Prefer gRPC when your agent service and the collector live on the same cluster network and you control both ends — it carries lower per-span overhead at high throughput. Prefer OTLP/HTTP when you're crossing a firewall, proxying through a load balancer, or sending to Arize Phoenix, which accepts OTLP over HTTP. Phoenix does not require the gRPC package at all.


Step 2: Create a tracer provider and resource attributes

Initialize the tracer provider once at application startup, before any graph execution. Every span your nodes create derives from this provider.

import os
from opentelemetry import trace
from opentelemetry.sdk.trace import TracerProvider
from opentelemetry.sdk.trace.export import BatchSpanProcessor
from opentelemetry.sdk.resources import Resource
from opentelemetry.exporter.otlp.proto.http.trace_exporter import OTLPSpanExporter

def init_tracer_provider() -> trace.Tracer:
    # service.name groups all spans from this agent service in the backend
    resource = Resource.create({
        "service.name": os.getenv("OTEL_SERVICE_NAME", "langgraph-agent"),
        "service.version": "1.0.0",
        "deployment.environment": os.getenv("DEPLOYMENT_ENV", "development"),
    })

    exporter = OTLPSpanExporter(
        endpoint=os.getenv("OTEL_EXPORTER_OTLP_TRACES_ENDPOINT", "http://localhost:6006/v1/traces")
    )

    provider = TracerProvider(resource=resource)
    # BatchSpanProcessor is the production default: buffers and flushes spans
    # asynchronously, reducing per-span latency impact on the agent runtime
    provider.add_span_processor(BatchSpanProcessor(exporter))
    trace.set_tracer_provider(provider)

    return trace.get_tracer("langgraph.agent")

TRACER = init_tracer_provider()

The BatchSpanProcessor is the recommended production choice — it buffers spans and flushes them in background batches rather than blocking each node call.
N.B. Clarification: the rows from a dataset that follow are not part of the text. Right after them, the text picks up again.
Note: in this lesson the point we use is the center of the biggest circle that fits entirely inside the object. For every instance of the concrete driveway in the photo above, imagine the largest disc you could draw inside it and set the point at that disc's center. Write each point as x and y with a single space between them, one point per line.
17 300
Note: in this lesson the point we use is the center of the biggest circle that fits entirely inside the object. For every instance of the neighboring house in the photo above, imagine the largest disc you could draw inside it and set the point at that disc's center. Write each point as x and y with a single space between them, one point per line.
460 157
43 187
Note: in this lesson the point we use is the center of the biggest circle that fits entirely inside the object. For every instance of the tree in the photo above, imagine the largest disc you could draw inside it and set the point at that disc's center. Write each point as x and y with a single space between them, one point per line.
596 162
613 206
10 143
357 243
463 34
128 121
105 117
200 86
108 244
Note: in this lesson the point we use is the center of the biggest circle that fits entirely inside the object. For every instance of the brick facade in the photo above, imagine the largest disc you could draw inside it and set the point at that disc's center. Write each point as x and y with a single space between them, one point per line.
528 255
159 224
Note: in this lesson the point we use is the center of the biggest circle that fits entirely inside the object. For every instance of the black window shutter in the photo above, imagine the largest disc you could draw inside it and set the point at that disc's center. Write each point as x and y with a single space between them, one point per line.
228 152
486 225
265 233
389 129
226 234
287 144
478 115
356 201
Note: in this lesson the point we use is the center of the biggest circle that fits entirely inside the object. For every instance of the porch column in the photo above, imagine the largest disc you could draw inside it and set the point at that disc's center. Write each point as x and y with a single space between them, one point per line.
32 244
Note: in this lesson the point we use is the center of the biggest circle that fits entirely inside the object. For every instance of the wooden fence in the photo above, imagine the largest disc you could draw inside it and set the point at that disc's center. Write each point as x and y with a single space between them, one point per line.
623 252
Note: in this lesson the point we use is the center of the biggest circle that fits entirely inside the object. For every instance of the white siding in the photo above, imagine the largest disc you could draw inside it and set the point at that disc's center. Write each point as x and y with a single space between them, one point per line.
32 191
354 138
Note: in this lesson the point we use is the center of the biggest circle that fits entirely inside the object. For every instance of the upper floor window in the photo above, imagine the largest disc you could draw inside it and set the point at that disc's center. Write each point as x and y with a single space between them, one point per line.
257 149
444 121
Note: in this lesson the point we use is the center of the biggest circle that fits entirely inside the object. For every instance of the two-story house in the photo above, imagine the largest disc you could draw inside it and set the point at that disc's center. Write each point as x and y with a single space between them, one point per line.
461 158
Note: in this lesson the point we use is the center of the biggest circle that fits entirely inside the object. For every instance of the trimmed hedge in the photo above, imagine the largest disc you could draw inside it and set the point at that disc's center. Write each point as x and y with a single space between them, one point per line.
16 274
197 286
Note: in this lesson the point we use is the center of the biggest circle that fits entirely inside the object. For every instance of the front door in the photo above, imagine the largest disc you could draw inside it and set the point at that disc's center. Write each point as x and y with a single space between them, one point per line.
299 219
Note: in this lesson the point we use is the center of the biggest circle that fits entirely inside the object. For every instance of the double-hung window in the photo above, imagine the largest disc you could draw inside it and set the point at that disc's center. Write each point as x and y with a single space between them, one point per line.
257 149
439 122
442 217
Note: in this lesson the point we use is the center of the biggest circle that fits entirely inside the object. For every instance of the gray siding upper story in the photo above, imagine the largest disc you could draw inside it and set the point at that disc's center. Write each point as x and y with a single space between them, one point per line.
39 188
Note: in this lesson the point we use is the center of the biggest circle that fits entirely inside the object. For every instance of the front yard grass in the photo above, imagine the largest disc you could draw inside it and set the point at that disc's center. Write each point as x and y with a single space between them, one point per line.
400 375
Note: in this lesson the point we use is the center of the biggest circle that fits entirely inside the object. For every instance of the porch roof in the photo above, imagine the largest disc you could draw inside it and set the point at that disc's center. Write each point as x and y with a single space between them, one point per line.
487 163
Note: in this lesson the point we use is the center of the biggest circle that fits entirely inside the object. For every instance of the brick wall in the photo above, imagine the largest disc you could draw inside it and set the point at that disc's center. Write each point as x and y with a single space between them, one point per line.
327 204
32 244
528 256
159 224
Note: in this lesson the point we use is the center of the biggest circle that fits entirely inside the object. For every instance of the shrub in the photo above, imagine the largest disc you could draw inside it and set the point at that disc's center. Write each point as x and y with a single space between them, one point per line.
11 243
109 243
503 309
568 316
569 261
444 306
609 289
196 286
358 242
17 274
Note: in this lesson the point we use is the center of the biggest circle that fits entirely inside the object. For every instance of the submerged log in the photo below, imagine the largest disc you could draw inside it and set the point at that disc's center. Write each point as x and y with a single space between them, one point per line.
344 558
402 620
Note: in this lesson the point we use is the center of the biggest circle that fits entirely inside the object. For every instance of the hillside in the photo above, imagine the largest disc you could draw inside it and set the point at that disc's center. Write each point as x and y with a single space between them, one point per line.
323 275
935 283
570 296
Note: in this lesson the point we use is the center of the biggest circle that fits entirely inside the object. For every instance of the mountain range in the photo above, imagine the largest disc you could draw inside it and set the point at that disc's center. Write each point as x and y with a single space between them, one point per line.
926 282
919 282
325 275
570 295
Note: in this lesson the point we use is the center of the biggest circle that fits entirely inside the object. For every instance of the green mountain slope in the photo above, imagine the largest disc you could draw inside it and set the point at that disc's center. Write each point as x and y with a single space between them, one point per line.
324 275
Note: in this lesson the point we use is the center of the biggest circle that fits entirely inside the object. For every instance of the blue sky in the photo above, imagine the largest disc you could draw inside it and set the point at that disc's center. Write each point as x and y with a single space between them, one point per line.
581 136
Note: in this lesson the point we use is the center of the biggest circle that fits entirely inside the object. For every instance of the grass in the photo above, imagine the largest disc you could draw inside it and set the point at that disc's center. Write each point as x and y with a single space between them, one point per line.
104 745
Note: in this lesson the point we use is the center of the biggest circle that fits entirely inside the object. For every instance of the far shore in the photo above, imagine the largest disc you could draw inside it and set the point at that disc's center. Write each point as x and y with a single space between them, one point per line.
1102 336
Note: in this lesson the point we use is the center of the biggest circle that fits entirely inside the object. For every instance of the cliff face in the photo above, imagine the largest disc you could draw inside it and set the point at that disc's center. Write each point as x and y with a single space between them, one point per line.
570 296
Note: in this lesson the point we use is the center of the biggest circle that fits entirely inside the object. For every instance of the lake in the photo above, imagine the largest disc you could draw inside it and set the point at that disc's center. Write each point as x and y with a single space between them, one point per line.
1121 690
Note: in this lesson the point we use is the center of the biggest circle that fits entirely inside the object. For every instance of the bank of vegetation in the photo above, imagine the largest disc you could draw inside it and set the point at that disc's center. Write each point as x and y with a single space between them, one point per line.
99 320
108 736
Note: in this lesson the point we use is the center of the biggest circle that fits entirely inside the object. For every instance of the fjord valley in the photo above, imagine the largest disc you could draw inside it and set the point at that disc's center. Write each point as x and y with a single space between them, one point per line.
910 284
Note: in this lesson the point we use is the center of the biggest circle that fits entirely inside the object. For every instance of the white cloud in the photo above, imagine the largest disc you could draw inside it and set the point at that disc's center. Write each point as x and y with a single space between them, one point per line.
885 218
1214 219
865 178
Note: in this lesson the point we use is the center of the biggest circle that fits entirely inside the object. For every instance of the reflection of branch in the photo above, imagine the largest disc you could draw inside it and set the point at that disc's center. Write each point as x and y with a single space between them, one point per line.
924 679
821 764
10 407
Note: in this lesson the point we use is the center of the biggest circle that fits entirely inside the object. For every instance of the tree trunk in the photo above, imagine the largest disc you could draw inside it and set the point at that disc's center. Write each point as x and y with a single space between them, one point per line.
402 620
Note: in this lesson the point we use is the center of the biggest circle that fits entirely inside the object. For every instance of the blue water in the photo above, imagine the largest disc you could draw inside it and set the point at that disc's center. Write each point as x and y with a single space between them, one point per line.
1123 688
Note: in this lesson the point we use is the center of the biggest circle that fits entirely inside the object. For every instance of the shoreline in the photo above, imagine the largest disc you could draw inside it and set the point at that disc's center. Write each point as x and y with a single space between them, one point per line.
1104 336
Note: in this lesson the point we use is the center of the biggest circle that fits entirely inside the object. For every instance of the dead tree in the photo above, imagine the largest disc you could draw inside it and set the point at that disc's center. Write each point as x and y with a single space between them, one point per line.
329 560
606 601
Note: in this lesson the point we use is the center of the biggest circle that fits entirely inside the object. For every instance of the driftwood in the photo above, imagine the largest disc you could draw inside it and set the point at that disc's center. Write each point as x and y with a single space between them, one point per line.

Set service.name explicitly; without it, most backends (Phoenix, Tempo, Datadog) group your traces under "unknown_service", making multi-service environments unreadable.


Step 3: Wrap StateGraph nodes with manual spans

Each node in your StateGraph becomes a traced unit by wrapping its callable with a context manager that starts a child span, executes the node body, and closes the span on exit — whether the node returns normally or raises.

import functools
from opentelemetry import trace, context
from opentelemetry.trace import SpanKind
from typing import Callable, Any

def traced_node(node_name: str) -> Callable:
    """Decorator that wraps a LangGraph node function with an OTel child span."""
    def decorator(fn: Callable) -> Callable:
        @functools.wraps(fn)
        def wrapper(state: dict, *args, **kwargs) -> Any:
            # Retrieve the parent context stored in the state dict;
            # this is the key mechanism that survives recursive cycles
            parent_ctx = state.get("__otel_ctx__", context.get_current())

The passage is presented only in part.